Fri, Mar 31 at 8:00 PM

Still House Plants, David Rosenboom, Special Guest

Los Angeles, California
$27.74 (includes all fees)

Still House Plants’ Finlay Clark, David Kennedy, and Jessica Hickie-Kallenbach began to write music together during their second year at the Glasgow School of Art, later joining the eclectic scene surrounding the city’s Green Door Studio and undertaking a six-month residency at London’s Cafe OTO. Factor in a semester spent living with an emo band in Chicago and the intimate aggregation of the trio’s sound heterodoxy—an astonishing cohabitation of fractured R&B, wistful sensitivity, and harmolodic guitar—begins to show its strands. With punk autonomy, Still House Plants cite the cut-up affect of UK garage as the impetus for their sparse treatment of chords and words as samples; stuttered, fragmented, and permuted by living drums, guitar, and Hickie-Kallenach’s unmistakable husky voice. On their last release, Fast Edit (Blank Forms Editions, 2020), things sit on top of each other, fall over one another, or click into place, with hearts on sleeves and spirits in motion. As part of their long-awaited first tour of the United States, Still House Plants will play for two nights at 2220 Arts + Archives in Los Angeles, with Mark Lightcap and Judith Berkson on the 30th, and David Rosenboom and a special guest on the 31st.

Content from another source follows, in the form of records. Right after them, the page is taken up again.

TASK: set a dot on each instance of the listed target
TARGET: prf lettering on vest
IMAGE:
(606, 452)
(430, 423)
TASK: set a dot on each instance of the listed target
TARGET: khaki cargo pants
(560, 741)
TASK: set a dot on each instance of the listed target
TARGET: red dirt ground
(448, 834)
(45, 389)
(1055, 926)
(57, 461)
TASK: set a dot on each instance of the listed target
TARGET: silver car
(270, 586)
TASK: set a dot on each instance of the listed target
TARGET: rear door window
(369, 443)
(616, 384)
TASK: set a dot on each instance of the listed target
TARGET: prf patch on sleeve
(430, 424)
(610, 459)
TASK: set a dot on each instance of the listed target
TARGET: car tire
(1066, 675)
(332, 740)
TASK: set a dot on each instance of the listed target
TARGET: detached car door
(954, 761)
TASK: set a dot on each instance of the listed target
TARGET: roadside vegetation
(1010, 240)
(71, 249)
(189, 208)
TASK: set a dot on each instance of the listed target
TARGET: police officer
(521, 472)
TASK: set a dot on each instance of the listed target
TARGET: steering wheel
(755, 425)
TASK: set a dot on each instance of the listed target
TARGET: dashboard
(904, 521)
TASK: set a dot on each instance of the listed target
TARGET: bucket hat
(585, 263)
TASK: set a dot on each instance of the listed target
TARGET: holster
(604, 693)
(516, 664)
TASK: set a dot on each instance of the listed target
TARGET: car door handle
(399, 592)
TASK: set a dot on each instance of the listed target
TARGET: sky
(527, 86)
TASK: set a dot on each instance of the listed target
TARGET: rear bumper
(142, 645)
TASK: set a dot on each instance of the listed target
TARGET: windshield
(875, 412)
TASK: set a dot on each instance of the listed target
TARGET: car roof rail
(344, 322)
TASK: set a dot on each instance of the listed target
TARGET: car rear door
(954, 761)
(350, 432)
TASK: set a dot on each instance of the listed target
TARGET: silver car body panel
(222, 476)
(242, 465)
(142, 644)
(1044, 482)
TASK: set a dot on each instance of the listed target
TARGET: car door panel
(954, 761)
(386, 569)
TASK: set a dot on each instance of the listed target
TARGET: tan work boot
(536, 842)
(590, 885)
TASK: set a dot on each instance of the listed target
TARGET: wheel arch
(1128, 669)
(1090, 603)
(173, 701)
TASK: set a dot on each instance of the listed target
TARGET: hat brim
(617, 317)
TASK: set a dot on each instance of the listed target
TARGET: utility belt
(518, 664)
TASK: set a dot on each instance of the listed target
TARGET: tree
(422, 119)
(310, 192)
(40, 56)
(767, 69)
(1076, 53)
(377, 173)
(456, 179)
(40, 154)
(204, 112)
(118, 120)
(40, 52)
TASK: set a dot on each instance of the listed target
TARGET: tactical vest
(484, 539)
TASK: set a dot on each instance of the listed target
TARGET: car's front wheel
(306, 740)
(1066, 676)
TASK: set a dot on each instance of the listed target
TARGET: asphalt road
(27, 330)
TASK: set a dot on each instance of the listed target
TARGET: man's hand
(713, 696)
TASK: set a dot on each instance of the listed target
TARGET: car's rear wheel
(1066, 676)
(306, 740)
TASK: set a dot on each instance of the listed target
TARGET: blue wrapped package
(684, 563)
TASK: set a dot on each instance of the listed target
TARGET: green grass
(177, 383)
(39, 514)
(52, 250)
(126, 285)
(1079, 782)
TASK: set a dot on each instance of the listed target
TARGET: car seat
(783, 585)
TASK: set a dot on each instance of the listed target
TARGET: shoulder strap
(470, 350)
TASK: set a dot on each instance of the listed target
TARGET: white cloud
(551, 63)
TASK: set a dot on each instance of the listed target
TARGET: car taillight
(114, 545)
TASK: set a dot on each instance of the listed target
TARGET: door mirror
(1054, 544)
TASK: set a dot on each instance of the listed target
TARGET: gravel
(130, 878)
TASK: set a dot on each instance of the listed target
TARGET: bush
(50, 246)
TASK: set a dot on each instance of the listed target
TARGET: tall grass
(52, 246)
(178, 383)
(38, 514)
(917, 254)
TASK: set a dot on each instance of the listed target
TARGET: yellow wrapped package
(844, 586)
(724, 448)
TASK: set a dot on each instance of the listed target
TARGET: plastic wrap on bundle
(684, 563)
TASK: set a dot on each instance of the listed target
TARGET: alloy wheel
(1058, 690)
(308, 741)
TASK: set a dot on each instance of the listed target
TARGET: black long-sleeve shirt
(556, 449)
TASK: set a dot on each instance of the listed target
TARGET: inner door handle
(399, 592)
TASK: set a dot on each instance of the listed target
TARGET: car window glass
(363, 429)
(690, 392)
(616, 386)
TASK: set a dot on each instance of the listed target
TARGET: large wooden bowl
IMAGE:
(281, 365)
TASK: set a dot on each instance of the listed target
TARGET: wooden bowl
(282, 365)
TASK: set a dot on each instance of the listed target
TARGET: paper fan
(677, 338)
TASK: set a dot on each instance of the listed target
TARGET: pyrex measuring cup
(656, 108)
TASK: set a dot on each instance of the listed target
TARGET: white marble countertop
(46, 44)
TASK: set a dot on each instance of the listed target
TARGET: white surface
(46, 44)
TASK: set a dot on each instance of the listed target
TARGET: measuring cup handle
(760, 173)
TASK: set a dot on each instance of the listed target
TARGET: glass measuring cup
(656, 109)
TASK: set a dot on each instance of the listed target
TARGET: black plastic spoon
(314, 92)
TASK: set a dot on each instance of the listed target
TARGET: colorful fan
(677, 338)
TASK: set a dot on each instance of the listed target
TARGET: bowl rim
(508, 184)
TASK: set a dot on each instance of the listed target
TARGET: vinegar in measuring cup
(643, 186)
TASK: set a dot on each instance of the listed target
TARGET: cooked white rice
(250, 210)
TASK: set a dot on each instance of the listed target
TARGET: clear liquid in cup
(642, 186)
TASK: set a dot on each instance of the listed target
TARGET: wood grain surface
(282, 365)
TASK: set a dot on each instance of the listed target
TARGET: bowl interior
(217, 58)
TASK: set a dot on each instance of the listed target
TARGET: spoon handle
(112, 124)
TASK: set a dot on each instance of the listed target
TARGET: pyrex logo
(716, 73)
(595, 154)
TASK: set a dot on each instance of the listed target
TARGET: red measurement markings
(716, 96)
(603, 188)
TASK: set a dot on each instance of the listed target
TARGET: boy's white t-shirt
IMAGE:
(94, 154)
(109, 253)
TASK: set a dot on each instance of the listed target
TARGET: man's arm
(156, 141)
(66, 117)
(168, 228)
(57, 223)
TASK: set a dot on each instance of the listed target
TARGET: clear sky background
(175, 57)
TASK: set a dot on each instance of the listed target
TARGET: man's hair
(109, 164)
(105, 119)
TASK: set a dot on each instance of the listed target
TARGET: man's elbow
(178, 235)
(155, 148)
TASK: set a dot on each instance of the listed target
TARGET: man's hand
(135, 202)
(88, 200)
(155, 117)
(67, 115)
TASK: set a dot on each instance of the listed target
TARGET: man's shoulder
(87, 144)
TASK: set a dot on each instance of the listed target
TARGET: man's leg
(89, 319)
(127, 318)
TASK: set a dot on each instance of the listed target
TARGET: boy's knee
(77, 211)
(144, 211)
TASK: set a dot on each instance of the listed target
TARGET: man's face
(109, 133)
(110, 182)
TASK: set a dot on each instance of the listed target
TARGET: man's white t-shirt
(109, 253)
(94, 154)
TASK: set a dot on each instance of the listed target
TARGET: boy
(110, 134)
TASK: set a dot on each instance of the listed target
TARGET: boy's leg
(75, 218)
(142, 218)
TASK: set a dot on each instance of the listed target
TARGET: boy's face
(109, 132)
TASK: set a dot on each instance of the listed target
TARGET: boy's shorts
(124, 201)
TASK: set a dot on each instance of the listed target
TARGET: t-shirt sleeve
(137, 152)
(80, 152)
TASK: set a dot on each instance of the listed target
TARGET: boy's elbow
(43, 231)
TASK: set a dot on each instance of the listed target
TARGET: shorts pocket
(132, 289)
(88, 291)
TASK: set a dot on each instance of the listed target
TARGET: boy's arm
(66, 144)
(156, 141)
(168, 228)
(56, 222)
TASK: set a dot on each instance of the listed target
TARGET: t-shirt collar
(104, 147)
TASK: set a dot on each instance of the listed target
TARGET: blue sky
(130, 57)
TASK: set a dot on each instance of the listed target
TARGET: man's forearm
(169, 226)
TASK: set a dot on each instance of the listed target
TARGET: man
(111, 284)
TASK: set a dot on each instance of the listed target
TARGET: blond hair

An ever-evolving solo performance, The Infinity of Things that Don’t Exist is a continuously emerging sound world that draws upon its previous iterations and sonic histories to challenge the distinction between nature and artifice. Eschewing genre in favor of a boundless and generative mode of creation, David Rosenboom explores the dynamics of resonance and interaction as organizing principles, incorporating materials from past performances as well as field recordings and live play into this cumulative, improvisational process. In his performance, arrangements of analog sound modules are activated by acoustic inputs from various instruments and sound makers, while other instruments are prompted by algorithms. Parallel to this freeform sonic assemblage, a video, A Summary History of Humans in the World, projects the scene of a hand inscribing ink on parchment, the written text contemplating the challenges of human evolution and how humans respond to the nature of illusions.